I’m always aware when snorkelling in the Mediterranean that there is every chance of stumbling upon the unusual, sometimes of the scary kind.
I’m on holiday in Montenegro this week – that little country sandwiched between Croatia and Albania – and as I glided over a shallow reef and through a swarm of hanging damsel fish, a sinuous movement caught the glint of my facemask. There, just beneath me, a large snake-like creature undulated over the rocks before quickly disappearing into a crevice.
I surfaced, gulped in a couple of breaths of air and dived down again to where the fish had sought refuge. Peering back at me from the hole in the rock was a moray eel, mouth open in threatening manner and displaying an impressive array of needle sharp teeth.
But the eel didn’t seem comfortable within this hiding place and it quickly emerged again into the open water, where I managed to take the photograph shown here.
Although the moray eel does indeed look fearsome, the most stunning feature is its incredible coloration; imagine the beauty of a leopard’s pelt, then multiply the intricacies of pattern by a thousand times. There are blues, greys and yellows, scribbles and dots. A magnificent looking fish, but one that must also be treated with respect, for it can deliver a nasty bite if provoked.
Montenegro is such a beautiful country and so rich in wildlife. The highlight just has to be Lake Skadar, a sweeping expanse of open water and marsh straddling the border with Albania. It is a birdwatcher’s paradise and home to over 260 different species, including the rare pygmy cormorant and Dalmatian pelican.

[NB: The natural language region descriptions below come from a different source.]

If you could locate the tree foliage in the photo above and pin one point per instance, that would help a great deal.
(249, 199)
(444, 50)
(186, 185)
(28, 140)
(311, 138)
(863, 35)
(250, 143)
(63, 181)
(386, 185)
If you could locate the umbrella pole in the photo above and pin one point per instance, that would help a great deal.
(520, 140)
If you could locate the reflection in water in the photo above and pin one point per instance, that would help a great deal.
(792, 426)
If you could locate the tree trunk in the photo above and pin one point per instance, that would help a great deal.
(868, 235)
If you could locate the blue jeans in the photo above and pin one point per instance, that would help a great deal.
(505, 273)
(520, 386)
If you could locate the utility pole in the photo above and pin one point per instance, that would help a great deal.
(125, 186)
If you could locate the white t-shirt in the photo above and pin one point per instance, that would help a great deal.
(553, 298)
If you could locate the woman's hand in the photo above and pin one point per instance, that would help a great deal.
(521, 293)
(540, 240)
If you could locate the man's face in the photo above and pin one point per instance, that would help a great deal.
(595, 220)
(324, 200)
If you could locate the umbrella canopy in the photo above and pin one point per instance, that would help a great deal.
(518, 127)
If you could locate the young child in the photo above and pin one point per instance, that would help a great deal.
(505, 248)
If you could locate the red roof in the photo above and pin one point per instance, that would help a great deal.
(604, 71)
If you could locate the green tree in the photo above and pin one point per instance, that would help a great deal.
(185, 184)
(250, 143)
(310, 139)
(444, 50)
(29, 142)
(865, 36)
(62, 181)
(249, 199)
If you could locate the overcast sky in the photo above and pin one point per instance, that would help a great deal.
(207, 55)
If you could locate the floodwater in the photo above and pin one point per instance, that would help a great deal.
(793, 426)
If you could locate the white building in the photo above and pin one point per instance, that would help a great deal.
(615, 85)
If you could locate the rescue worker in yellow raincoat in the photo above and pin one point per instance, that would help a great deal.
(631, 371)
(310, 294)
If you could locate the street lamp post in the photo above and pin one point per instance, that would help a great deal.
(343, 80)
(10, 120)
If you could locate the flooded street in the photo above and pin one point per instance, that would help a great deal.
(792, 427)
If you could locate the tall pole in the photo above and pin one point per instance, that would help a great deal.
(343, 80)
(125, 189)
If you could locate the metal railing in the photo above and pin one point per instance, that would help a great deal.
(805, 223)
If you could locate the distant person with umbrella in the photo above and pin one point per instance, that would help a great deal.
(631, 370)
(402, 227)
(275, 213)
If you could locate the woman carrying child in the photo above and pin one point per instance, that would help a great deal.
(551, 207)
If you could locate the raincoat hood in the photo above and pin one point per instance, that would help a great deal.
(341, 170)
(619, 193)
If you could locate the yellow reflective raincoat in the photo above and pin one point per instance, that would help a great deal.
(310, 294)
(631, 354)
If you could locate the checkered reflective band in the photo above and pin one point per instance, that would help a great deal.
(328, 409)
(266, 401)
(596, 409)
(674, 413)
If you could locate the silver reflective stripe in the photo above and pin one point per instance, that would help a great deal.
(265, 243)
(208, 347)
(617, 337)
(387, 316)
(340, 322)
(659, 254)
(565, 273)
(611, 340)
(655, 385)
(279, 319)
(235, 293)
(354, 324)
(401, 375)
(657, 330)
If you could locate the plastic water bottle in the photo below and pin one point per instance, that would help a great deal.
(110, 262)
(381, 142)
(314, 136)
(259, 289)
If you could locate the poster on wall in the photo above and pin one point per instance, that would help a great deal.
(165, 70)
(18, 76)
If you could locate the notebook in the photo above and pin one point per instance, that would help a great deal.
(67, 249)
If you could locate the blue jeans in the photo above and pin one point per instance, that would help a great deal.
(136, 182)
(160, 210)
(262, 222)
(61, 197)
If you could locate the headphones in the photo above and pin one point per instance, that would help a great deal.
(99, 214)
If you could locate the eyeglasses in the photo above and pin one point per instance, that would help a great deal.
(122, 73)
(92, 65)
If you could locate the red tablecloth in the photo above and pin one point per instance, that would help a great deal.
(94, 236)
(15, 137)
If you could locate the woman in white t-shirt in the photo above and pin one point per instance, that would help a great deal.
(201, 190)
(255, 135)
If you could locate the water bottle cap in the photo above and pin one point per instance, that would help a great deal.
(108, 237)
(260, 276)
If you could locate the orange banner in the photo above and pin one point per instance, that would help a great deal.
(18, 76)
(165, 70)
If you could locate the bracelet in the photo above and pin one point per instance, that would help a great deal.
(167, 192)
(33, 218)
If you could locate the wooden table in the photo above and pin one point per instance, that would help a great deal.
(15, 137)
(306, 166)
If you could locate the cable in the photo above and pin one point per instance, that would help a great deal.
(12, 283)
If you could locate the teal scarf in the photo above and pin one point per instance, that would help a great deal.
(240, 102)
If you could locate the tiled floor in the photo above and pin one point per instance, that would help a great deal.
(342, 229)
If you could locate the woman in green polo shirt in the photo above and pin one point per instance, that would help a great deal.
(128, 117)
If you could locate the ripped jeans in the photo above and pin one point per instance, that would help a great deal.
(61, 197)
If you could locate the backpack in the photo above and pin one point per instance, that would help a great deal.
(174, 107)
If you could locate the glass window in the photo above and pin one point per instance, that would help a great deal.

As we took a boat trip to explore its remoter margins, there was an abundance to see and I was like a child in a sweet shop, not knowing which way to look. There were black and whiskered terns, little egrets and numerous great crested grebes. Pygmy cormorants were two-a-penny.
But Montenegro holds many other wildlife surprises. From a small vegetable patch next to where we are staying, our son Ross calls out excitedly. He has found a young tortoise. The animal is frightened and warily pokes its head out from the protective casing of its domed shell.
This tortoise was in no mood for hanging about and soon disappears into a thick low jungle of French bean plants. They are relatively scarce animals in the Mediterranean these days, a victim of habitat loss that is often the result of tourism development. Something I should perhaps ponder as a tourist myself.
Road traffic must be another major threat to tortoises and later in the holiday I had to swerve our hire car violently to avoid running one over. A silly thing to do from a safety perspective, but the tortoise survived and I was thrilled to watch it through the rear view mirror continue on its way.
Lake Skadar is incredibly rich in wildlife and is home to many types of fish, including several endemic species. One of the star bird attractions is the Dalmatian pelican, but they are few in number and hard to find.